BearLibTerminal provides a pseudoterminal window with a grid of character cells and a simple yet powerful API for flexible textual output and uncomplicated input processing.


  • Unicode support: you can use UTF-8 or UTF-16/32 wide strings easily.
  • Support for bitmap and vector (TrueType) fonts and tilesets.
  • Extended output facilities: tile composition, alignment, offsets.
  • High performance (uses OpenGL).
  • Keyboard and mouse support.
  • Bindings for several programming languages: С/С++, C#, Go, Lua, Pascal, Python, Ruby.
  • Windows, Linux and OS X support.



Some notes about using it with various languages or compilers:


Visual C++ projects should be linked against BearLibTerminal.lib import library (specify it in the additional linker dependencies).

MinGW projects should link against .dll directly (the .lib is just an import library for Visual C++, do not copy it):

g++ -I/path/to/header -L/path/to/dll main.cpp -lBearLibTerminal -o app.exe


Python packages are available. You can install everything you need to use the library with

pip install bearlibterminal

Depending on the OS and Python installation, you might also want to

  • Replace pip with pip3 or python3 -m pip to select a correct version of Python.
  • Add --user flag to install package locally (i. e. user-wide).

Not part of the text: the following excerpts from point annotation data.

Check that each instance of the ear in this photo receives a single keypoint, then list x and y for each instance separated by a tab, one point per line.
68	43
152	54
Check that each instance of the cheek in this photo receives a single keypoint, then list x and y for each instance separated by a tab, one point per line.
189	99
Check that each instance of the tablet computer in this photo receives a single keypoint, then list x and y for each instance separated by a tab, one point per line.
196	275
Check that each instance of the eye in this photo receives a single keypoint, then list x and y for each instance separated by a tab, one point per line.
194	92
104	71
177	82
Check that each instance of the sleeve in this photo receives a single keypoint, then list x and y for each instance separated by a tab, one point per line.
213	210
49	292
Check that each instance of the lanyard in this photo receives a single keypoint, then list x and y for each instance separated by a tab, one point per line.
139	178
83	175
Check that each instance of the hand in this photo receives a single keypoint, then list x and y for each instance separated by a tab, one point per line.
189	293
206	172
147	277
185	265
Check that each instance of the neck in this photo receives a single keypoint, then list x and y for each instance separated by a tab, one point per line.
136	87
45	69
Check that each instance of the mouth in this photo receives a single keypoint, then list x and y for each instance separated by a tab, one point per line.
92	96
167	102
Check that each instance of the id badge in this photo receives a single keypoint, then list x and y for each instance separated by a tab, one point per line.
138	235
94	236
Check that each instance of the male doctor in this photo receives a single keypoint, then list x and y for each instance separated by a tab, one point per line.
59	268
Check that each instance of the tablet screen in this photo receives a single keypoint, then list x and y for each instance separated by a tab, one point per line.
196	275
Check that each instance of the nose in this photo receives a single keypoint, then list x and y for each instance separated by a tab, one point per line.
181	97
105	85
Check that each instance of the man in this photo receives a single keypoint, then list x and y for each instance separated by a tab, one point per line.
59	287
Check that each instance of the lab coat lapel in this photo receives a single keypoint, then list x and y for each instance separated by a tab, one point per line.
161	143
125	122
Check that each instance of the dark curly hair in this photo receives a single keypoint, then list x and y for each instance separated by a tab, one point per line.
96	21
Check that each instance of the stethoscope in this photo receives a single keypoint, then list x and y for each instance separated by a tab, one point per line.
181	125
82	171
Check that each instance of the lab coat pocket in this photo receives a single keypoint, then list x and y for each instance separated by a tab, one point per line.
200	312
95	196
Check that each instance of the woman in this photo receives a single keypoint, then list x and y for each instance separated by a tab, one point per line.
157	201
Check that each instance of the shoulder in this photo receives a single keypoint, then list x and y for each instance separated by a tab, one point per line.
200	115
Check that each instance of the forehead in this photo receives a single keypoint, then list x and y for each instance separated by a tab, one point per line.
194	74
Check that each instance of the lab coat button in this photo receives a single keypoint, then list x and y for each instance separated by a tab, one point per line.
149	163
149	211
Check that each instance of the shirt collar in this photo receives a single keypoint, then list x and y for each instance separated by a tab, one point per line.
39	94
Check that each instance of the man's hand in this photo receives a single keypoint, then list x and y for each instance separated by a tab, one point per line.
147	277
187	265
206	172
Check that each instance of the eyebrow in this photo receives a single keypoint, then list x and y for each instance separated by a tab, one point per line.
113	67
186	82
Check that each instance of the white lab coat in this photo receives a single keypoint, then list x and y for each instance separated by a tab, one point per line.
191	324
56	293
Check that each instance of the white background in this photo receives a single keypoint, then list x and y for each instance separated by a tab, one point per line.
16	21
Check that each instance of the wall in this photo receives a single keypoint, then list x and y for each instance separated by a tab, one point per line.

Package contains both wrapper and an appropriate binary for the platform, so you do not need to copy anything else anywhere. Just import the library in the source:

from bearlibterminal import terminal

terminal.printf(2, 1, "Hello, world!")
while terminal.read() != terminal.TK_CLOSE:


Wrapper for Lua is built-in. You need to use a regular (dynamic) Lua runtime and place BearLibTerminal binary in a suitable location (e. g. in the same directory as script). For Linux you'll also need to rename the .so to just 'BearLibTerminal.so' (dropping the 'lib' prefix). After that it would be possible to import the library the usual way:

local terminal = require "BearLibTerminal"


BearLibTerminal is a language-agnostic dynamic-link library (.dll/.so/.dylib), therefore you generally do not have to build it yourself and may simply use the prebuilt binaries.

To build BearLibTerminal you will need CMake and a recent GCC/MinGW compiler. For Linux any GCC version 4.6.3 and above will do. For Windows there are several MinGW builds with various quirks, using TDM-GCC or mingw-builds (a flavour of mingw-w64) is recommended. MinGW compiler MUST use Posix thread model.


The library is licensed mainly under the MIT license with a few parts under other permissive licenses.